At some point nearly every franchise will seek a loan or working capital. Knowing your franchise financing options can be the difference between thousands of dollars saved or lost. If you are a franchise business owner seeking financing and need help understanding the options, please reach-out to one of our funding specialists and we’ll help you navigate the process.
A franchise gives you the opportunity to have your own business with the safety net of a proven business model. However, the costs of starting and running a franchise can be substantial. The two best financing options to start your franchise are Rollovers for Business Startups and SBA loans. If you’re not sure where to begin you should reach out to your franchisor for help in the process because they should have experience with your specific franchise.
Small business line of credit. Under a small business line of credit, your business can access funds from the lender as needed. There will be a cap on the amount of funds accessible (e.g., $100,000) but a line of credit is useful for managing a company’s cash flow and unexpected expenses. There will typically be a fee for setting up the line of credit, but you don’t get charged interest until you actually draw down the funds. Interest is typically paid monthly and the principal drawn down on the line is often amortized over years. However, most lines of credit require renewal annually, which may require an additional fee. If the line is not renewed, you will be required to pay it in full at that time.

Instagram stories have been growing in popularity and now attract 300 million daily users. Instagram stories enable you to share a number of videos and photos and they appear like a slideshow. Instagram stories are only available for 24 hours. Instagram stories cater to mobile phone users who want engaging and informative content in as little time as possible. Used correctly, this format of Instagram videos and photos can help to drive engagement for your business. For example, the retailer, J.Crew, used Instagram stories to give followers a sneak peek at its pre-sale items.

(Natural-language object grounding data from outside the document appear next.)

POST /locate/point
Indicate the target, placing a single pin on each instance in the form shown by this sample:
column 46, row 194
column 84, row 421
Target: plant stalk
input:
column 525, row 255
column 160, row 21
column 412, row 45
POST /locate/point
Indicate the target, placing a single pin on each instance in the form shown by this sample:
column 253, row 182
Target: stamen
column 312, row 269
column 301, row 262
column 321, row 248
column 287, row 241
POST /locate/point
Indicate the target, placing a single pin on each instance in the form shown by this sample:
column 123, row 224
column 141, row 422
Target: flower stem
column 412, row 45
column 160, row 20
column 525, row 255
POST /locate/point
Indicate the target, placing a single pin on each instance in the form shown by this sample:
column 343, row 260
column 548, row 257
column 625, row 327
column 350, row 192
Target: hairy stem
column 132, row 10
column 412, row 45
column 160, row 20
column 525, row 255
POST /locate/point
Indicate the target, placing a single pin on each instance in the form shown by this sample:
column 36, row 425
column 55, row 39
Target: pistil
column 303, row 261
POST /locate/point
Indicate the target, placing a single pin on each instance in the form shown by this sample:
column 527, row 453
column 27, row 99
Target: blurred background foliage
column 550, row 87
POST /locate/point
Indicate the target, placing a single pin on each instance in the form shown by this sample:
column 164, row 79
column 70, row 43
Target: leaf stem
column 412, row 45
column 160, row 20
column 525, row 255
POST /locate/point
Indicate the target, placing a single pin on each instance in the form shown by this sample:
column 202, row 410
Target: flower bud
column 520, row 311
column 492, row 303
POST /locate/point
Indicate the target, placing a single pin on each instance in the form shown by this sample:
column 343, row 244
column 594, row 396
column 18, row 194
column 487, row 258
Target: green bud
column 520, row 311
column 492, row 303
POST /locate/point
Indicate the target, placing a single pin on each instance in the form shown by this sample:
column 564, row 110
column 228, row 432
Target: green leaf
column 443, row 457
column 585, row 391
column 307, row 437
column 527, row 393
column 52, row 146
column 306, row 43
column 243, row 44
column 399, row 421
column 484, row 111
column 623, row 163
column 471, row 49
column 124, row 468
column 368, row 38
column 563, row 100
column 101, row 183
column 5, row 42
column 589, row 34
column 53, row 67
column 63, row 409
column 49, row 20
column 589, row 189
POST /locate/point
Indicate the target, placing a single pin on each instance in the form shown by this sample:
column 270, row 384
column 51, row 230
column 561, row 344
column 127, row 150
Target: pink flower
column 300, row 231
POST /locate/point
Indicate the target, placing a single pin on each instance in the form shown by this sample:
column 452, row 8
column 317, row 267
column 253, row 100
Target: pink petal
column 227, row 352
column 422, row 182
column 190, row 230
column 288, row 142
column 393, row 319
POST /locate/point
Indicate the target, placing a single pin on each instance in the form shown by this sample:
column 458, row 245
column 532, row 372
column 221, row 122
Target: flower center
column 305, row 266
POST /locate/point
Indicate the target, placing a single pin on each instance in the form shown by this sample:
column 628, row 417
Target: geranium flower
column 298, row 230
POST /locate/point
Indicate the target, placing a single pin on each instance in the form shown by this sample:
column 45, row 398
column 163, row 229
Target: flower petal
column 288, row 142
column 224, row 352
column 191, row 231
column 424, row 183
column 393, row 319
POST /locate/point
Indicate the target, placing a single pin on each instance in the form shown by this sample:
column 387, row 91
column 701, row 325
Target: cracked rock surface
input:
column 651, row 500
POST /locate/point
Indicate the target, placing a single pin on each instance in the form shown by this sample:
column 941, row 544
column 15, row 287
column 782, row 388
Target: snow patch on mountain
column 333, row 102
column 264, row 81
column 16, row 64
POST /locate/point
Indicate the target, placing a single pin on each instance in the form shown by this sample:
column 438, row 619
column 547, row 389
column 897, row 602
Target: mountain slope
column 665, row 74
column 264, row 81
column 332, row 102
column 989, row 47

One basic way to protect proprietary company information is through the use of a Confidentiality and Invention Assignment Agreement. This type of agreement deals with confidentiality issues, but can also ensure that the ideas, work product, and inventions the employee creates that are related to company business belong to the company—not the employee.
United Capital Source offers franchise business loans, or franchise financing, to help franchise owners invest in growth, open new locations, and stabilize revenue amid upcoming bills or deductions. We understand that franchises deal with an above average amount of weekly and monthly expenses. This is why our franchise business loans tend to carry repayment systems that are different from those assigned to an independently-owned business. Terms will be structured to ensure your deductions do not prevent you from paying your rent and employees at the end of the month.
Business loans. For larger investments, it may be time for a term loan. Like a mortgage or personal loan, term loans come with fixed interest rates and monthly payments over a period of years. Unlike a line of credit, a business loan will provide you with a large sum of cash upfront. These loans can be ideal for expanding your space or funding other large investments.